When Senior Drier had visited his son, the main purpose was to celebrate his new acquisition. He had added another farm to his wealth. It was this farm he bequeathed to Julie. He had named this farm in honour of Chenayi. It was their favourite farm and the family lived there. When he died, senior Drier’s remains were buried there.

The morning that followed Julie’s discovery was an exciting one. Joanne, her other two friends from Arcadia, Monica, Yakubu, and herself drove to Chinhoyi. It was a team of six gallant fighters who went there and never fired a single bullet. On arrival they met an old and frail Mrs Jane Drier who confirmed Julie’s claim. She told them that Julie was supposed to have taken over the day she turned 18 years. But she did not know where to find Julie and she apologised for her failure to communicate. It was a convenient lie. She asked Julie to allow her to finish off the harvesting that was going on before she could officially hand over the farm. Julie had no intentions to settle. She had planned to sell the property and then go and live in UK. The late Drier’s estate had confered her with British citizenship status that she could now claim from the British Embassy in Harare.

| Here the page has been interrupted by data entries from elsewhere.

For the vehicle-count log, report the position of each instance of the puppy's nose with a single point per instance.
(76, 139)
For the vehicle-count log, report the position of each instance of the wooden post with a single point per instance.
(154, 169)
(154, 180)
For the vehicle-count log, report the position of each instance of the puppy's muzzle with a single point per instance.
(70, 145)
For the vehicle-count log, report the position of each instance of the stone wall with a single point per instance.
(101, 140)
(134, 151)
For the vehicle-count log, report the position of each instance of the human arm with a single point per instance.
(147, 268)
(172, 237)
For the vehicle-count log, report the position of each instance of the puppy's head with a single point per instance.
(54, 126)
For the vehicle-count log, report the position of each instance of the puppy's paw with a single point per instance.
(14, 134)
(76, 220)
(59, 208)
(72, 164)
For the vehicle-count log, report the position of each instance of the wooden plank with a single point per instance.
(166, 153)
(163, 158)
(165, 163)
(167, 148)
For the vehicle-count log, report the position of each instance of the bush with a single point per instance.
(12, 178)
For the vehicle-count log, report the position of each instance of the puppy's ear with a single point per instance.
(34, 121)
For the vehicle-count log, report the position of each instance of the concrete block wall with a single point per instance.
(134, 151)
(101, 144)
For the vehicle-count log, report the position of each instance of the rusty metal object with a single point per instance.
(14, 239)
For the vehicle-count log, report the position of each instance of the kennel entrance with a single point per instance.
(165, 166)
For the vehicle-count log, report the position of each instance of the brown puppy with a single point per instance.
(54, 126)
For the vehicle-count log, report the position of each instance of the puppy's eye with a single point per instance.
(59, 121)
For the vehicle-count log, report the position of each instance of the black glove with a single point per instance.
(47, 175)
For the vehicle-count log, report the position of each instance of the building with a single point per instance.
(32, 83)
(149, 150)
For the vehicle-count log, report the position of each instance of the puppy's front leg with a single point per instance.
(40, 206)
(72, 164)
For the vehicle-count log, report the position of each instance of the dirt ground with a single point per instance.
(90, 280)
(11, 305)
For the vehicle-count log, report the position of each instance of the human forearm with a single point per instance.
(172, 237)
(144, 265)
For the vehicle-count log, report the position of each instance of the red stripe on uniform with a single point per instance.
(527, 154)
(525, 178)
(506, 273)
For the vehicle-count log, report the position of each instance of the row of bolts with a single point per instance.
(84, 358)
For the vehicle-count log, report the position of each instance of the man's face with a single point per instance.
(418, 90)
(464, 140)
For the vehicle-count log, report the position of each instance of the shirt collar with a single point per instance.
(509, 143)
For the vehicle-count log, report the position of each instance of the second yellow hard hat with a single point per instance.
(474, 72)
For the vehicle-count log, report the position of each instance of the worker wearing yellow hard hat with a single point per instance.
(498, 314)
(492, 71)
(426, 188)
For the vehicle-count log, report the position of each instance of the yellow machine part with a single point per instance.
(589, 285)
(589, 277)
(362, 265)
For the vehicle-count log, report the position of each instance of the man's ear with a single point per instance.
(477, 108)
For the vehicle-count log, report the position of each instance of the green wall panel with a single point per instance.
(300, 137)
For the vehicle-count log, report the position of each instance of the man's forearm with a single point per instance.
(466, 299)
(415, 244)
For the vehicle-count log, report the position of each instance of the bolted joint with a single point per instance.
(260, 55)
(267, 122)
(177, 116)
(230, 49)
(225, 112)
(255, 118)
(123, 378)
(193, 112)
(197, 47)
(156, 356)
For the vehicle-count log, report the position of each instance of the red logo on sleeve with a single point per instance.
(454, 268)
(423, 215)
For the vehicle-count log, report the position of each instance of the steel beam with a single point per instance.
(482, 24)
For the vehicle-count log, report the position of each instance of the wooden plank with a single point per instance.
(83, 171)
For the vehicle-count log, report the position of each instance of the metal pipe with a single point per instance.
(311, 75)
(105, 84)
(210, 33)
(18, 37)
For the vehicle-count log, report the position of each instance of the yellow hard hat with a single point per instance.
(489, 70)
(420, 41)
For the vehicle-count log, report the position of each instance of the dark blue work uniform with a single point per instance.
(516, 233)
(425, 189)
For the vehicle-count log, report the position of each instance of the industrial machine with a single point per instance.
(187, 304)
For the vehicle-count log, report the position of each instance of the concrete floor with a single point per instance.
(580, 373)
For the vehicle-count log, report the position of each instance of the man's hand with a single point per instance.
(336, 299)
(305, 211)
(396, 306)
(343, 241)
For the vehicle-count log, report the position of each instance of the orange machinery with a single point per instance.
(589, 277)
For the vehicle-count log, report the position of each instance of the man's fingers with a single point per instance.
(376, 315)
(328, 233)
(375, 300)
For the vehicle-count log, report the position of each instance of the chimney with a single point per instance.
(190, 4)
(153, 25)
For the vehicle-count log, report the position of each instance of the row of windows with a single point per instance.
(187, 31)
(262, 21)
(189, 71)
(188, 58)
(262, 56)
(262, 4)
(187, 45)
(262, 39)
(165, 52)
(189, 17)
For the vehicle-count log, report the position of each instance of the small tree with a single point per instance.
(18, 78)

A few months later, Blackberry farm was invaded by supposed war veterans of Zimbabwe’s liberation struggle. It was at the height of land re-distribution that had been marked by the marching of Chief Svosve’s people several months back. Julie lost her recently acquired inheritance. Blackberry farm remains a berry that she never chewed. That night she woke up in darkness and knelled down and prayed.

“Kuna baba vangu Paradzai, zvedi makaparadzwa sezita renyu. Amai vangu Chenayi, makachenamwoyo sezita renyu (To my father Paradzai, just like your name implies you were indeed robbed. To my mother Chenayi true to your name you are a good hearted woman). To Abisha my brother, I now fully understand and respect your conviction and sentimental feelings about our relationship, may you be forgiven. To Yakubu, may you be blessed for your generosity?”

At that juncture, she remembered that statement from Ken Saro-Wiwa’s ‘Prisoners of Jabs’, “When a people are confused and lack confidence in themselves and in each other, they are likely to undertake foolish adventures.” She took a heavy sigh and concluded her prayer. With her eyes fixed at the rafters inside her room and a piece of wire in hand, she concluded her prayer, “To Senior Drier, I’m sorry I can’t continue praying for my throat is stone dry.”



Identity was written by William Tekede.

Copyright © William Tekede 2011.



William Tekede was delivered on 16 June in the winter of 1967. He was born in the round pole and dagga hut, the family kitchen on Welcombe or Boss Mhosi’s farm which lies west of Karoi town along the road leading to Magunje Growth Point. The farm was popularly known as Mhondoro Farm.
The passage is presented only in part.